Posts Tagged ‘drones
One way a cybersleuth might try to identify a spammer is by building a honeypot drone for a bot-network. A honeypot drone is a computer on the Internet that pretends to be part of a bot-network, but is actually under the control of a cybersleuth. By allowing the honeypot to become a part of the bot-network,the cybersleuth could obtain a copy of the bot-network software and could then discover the mechanism by which the spammer issues new instructions to drones. Once the mechanism is known, one could potentially wait for the spammer to issue new instructions and then catch the spammer.
However, sophisticated spammers have already developed ways to evade honeypot detection.First, such spammers realize that they are putting themselves and their bot-networks at risk by connecting directly to a site that provides instructions to drones. To counter this risk, sophisticated spammers no longer connect directly to such sites. Instead, they now post new instructions to drones by using a path through multiple computers, often including computers located outside the United States. In such instances, the information obtained from the honeypot drone is of little use in identifying the spammers’ true network addresses.

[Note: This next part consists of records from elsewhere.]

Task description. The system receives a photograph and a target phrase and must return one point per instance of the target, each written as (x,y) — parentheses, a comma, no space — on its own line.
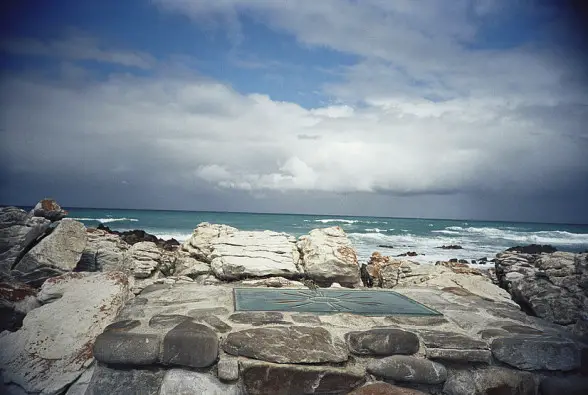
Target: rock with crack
(329,257)
(54,345)
(294,344)
(200,244)
(57,253)
(254,254)
(18,233)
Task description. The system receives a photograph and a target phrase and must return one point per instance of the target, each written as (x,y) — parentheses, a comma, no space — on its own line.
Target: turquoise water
(479,238)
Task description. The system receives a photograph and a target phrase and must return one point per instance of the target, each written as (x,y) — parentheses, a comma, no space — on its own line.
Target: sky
(472,109)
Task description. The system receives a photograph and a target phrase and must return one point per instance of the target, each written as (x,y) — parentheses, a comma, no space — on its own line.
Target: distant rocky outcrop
(553,286)
(136,236)
(49,209)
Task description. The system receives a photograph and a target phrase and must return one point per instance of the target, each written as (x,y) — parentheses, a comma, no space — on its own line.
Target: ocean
(478,238)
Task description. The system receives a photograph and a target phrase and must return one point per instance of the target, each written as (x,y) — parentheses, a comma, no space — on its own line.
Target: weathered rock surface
(107,380)
(382,342)
(271,379)
(185,382)
(295,344)
(200,244)
(49,209)
(384,389)
(551,286)
(328,257)
(57,253)
(18,233)
(408,369)
(103,252)
(54,345)
(190,344)
(537,353)
(254,254)
(491,380)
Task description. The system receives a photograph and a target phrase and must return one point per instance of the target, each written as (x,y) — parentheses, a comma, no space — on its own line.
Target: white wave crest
(106,220)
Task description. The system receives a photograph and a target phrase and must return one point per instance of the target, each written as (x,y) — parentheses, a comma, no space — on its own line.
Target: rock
(561,385)
(271,379)
(185,382)
(384,389)
(550,286)
(200,244)
(451,247)
(439,339)
(49,209)
(18,233)
(185,265)
(408,369)
(59,252)
(54,345)
(190,344)
(295,344)
(136,236)
(328,256)
(537,353)
(103,252)
(273,282)
(490,380)
(382,342)
(228,369)
(533,249)
(254,254)
(258,318)
(146,258)
(121,347)
(128,381)
(460,356)
(80,386)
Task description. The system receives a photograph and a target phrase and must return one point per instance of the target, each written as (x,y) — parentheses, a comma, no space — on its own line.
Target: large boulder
(49,209)
(57,253)
(551,286)
(254,254)
(328,257)
(18,233)
(199,245)
(54,345)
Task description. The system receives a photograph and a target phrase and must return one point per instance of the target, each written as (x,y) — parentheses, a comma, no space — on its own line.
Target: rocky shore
(93,311)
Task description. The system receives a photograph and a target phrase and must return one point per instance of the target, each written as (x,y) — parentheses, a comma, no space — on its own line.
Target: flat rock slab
(538,353)
(382,342)
(125,348)
(365,302)
(491,380)
(295,344)
(438,339)
(190,344)
(128,381)
(258,318)
(270,379)
(408,369)
(384,389)
(185,382)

A second, and more powerful, spammer technique to evade honeypot detection has arisen more recently. Spammers often now design bot-networks so that the sites with which individual drones communicate are not fixed. For example, drones in the Phatbot network receive instructions using a peer-to-peer network of drones. Because the honeypot drone in such a network only communicates with a few other drones, its view of the bot-network is local and limited, and it would not have access to the network address of the bot-network administrator. Thus, as these two spammer techniques to evade detection illustrate, we can expect this “cat and mouse” pattern to play out repeatedly as sophisticated spammers increasingly use and evolve new such methods to evade honeypot detection.